The scripts in this project run a fictitious experiment that measures how long it takes to type my name (Ed) and the name of my co-author (Thanassis). Thanassis helped me write some of these scripts.

The main experiment script is autoexp.py. It is written in python, and is primarily set up to time external commands. The current version "measures" the time it takes to type a name by generating a random number. However, it should be easily adapted to real experiments. Before it can be used, you must put your google account information and the google docs spreadsheet key in the config.py file. You can find a spreadsheet's key by looking at its url. You can run the experiment using multiple cores on a single machine by running autoexp_pool.py. Alternatively, you can run the experiment on multiple machines with the help of a RabbitMQ server by running autoexp_producer.py on any machine, and then running autoexp_consumer.py on each worker machine. In either case, the scripts should add a new table called paper to the google docs spreadsheet. It should look like this. If you look at the spreadsheet while the script is running, you should be able to see each row being added to the spreadsheet. This is more useful for experiments that take hours or days to run. Alternatively, for experiments that produce outputs too large for a spreadsheet, you can save the results in a RabbitMQ queue by setting use_google=False and output_rabbitmq=True in config.py. You can then download the results into a csv file by running autoexp_download_output.py.

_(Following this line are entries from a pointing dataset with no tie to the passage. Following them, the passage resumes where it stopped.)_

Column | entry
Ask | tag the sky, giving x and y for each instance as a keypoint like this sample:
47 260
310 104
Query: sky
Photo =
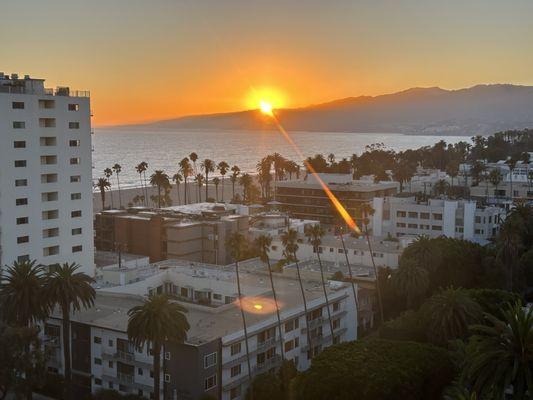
146 60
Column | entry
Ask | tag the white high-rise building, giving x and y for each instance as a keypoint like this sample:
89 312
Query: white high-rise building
45 174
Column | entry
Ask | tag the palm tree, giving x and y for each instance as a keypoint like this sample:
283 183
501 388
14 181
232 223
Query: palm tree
141 170
314 235
199 179
410 280
289 241
21 294
153 323
263 243
193 156
449 313
102 184
108 172
71 291
161 180
118 168
216 182
235 171
208 166
178 178
186 171
245 181
223 168
236 243
499 355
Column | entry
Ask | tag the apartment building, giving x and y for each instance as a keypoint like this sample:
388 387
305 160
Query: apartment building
213 359
45 174
306 199
451 218
170 233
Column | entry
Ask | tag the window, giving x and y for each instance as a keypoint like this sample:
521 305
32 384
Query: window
51 232
23 239
51 214
210 382
235 370
235 348
210 360
291 325
22 220
48 178
50 251
24 258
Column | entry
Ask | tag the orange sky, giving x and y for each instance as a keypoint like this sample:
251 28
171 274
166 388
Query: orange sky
161 59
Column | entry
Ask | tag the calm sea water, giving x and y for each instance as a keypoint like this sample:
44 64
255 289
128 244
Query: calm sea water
163 149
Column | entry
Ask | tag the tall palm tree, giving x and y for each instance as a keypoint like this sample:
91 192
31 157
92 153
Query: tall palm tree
186 171
208 166
194 157
161 180
118 168
410 280
71 291
108 173
366 211
216 182
264 243
21 294
199 179
235 171
499 355
141 170
314 235
289 240
223 168
153 323
102 184
449 313
178 178
236 243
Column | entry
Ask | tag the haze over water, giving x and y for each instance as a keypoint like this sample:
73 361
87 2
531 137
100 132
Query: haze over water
164 149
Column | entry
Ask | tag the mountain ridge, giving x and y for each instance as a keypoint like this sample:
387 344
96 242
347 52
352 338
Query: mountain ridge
481 109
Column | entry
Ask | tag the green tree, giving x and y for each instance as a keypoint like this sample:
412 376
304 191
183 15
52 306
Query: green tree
161 180
499 354
155 322
71 291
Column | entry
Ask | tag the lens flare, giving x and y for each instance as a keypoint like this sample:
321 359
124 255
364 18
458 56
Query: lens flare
336 203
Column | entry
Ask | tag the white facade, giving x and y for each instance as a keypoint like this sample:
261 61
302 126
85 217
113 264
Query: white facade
45 174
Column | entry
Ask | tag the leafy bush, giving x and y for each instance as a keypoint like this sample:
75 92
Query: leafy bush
376 369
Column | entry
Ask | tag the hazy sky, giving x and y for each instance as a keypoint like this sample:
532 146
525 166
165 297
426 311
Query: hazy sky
153 59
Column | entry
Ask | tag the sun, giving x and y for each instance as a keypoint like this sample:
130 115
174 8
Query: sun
265 107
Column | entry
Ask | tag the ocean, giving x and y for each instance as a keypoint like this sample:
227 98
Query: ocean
163 149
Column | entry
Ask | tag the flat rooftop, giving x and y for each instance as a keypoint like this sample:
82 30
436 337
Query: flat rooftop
209 323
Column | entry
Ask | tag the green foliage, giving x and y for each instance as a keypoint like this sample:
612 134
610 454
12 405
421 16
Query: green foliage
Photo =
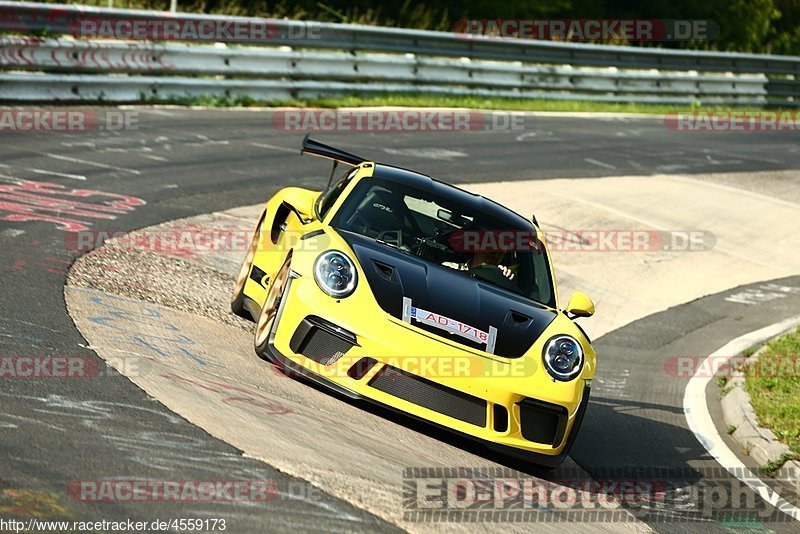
775 390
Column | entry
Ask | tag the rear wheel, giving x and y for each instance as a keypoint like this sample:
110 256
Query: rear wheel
269 311
237 298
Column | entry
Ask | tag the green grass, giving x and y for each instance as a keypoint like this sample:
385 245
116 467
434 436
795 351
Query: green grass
774 388
433 101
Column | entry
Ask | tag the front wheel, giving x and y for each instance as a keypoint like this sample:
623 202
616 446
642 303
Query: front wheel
269 311
237 298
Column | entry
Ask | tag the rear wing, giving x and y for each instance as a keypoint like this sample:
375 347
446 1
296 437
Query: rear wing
316 148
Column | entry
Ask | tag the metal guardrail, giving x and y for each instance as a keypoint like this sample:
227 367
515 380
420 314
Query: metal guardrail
306 59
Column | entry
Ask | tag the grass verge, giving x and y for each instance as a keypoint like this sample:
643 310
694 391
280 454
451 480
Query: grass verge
775 389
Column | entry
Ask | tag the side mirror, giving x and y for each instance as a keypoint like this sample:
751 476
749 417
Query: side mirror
301 202
580 305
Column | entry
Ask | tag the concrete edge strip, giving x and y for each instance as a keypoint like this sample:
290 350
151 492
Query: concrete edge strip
695 409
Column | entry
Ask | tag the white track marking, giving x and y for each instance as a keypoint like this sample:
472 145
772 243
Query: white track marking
92 163
12 232
732 189
59 174
275 147
53 173
599 163
695 408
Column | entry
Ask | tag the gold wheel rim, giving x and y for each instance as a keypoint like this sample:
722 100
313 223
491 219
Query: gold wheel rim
246 264
270 309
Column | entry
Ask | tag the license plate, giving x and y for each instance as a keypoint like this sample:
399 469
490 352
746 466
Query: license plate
437 320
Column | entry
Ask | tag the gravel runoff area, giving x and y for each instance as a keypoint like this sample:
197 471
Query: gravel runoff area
158 278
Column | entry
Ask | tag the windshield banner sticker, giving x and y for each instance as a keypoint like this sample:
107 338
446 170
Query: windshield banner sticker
449 325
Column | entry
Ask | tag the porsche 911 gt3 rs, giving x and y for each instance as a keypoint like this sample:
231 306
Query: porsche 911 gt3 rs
396 288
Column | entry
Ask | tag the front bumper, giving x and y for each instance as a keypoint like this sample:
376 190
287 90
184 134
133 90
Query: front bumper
513 405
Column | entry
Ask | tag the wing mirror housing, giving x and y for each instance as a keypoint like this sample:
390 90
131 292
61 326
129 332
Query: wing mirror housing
580 305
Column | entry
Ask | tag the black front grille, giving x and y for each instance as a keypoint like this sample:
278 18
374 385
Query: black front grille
431 395
321 341
542 422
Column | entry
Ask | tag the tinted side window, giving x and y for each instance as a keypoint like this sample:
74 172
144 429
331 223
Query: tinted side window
330 196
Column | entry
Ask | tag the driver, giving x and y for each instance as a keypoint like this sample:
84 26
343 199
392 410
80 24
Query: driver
492 258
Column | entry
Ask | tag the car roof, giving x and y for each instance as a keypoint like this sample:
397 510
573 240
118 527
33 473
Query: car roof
472 201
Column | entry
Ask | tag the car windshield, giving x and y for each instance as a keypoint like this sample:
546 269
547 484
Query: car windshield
442 231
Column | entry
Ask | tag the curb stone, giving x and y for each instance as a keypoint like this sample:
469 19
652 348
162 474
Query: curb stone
757 442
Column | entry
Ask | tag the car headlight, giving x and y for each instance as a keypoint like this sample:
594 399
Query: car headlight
563 357
335 274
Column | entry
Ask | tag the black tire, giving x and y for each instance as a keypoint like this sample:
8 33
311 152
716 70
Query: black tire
238 297
265 323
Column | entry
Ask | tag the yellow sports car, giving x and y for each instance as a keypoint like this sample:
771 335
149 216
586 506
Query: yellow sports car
396 288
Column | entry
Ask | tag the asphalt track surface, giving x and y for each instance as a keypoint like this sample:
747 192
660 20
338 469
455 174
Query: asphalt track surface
185 162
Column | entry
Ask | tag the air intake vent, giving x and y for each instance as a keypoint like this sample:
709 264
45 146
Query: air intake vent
542 422
431 395
321 341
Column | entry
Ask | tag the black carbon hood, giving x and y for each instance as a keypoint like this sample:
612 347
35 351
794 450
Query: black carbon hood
392 275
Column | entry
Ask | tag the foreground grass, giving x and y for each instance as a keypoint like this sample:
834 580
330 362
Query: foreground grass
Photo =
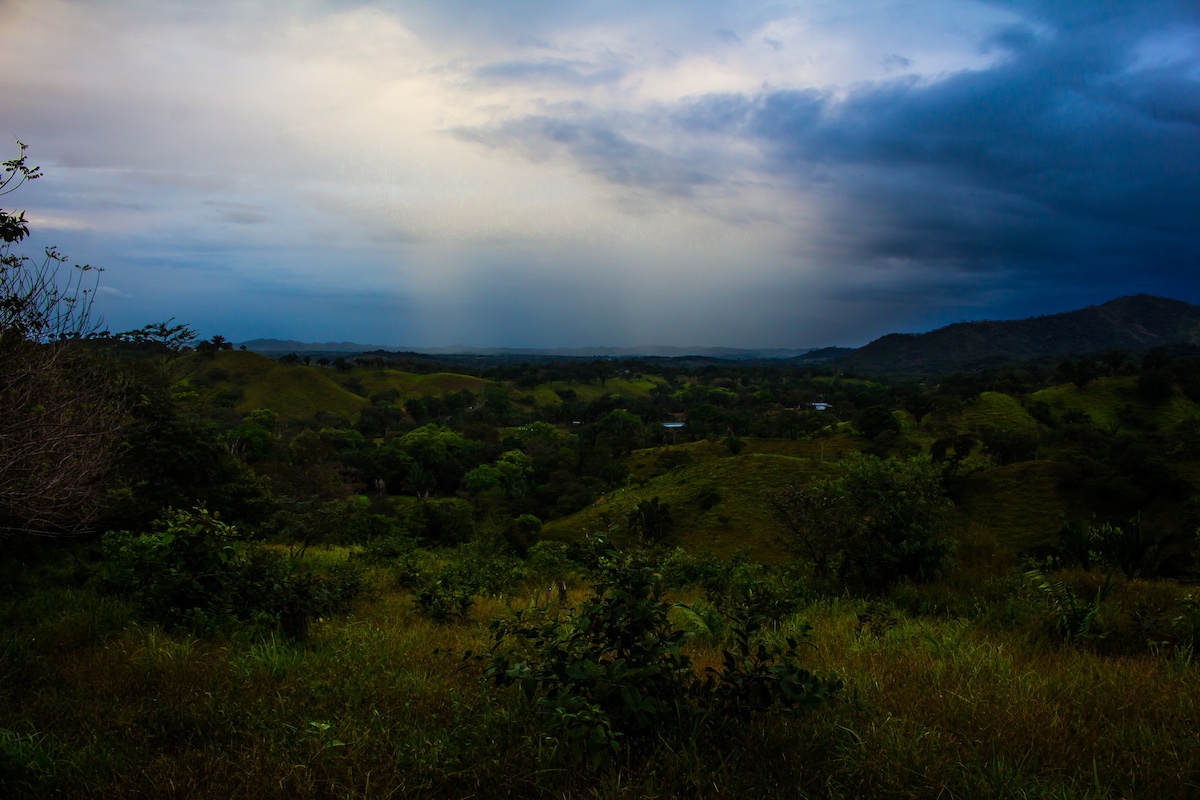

analyze.R is an R script that analyzes the uploaded data. It reads the experiment data directly from google docs, counts the number of samples, computes the mean time to "type" both Ed and Thanassis, and then produces two figures. You will probably want to edit this script so that it uses your own google docs csv file instead of mine. I often start analyzing experimental data by opening R and running source("analyze.R") to download the experimental data. There are many tools inside of R for exploratory data analysis, but I personally prefer visualization using the ggplot2 package.

Finally, the results from analyze.R can also be incorporated into a LaTeX paper. This is done using the Sweave file Stats.Rnw, which creates commands for each statistic in R that needs to be referenced in the paper. An example LaTeX paper is in paper.tex. The final step is to use Makefile to process the Sweave file and run LaTeX. The final result should produce a file similar to paper.pdf.

It is also possible to generate nice figures for inclusion in Powerpoint slides. To produce histsummary-slides.emf, which is suitable for inclusion in Windows Powerpoint, convert histsummary-slides.svg to EMF format using Inkscape on Windows. An example can be seen in slides.pptx. Note that Mac Powerpoint cannot view EMF files properly. For Mac Powerpoint, you can simply use histsummary-slides.pdf, which is generated by analyze.R.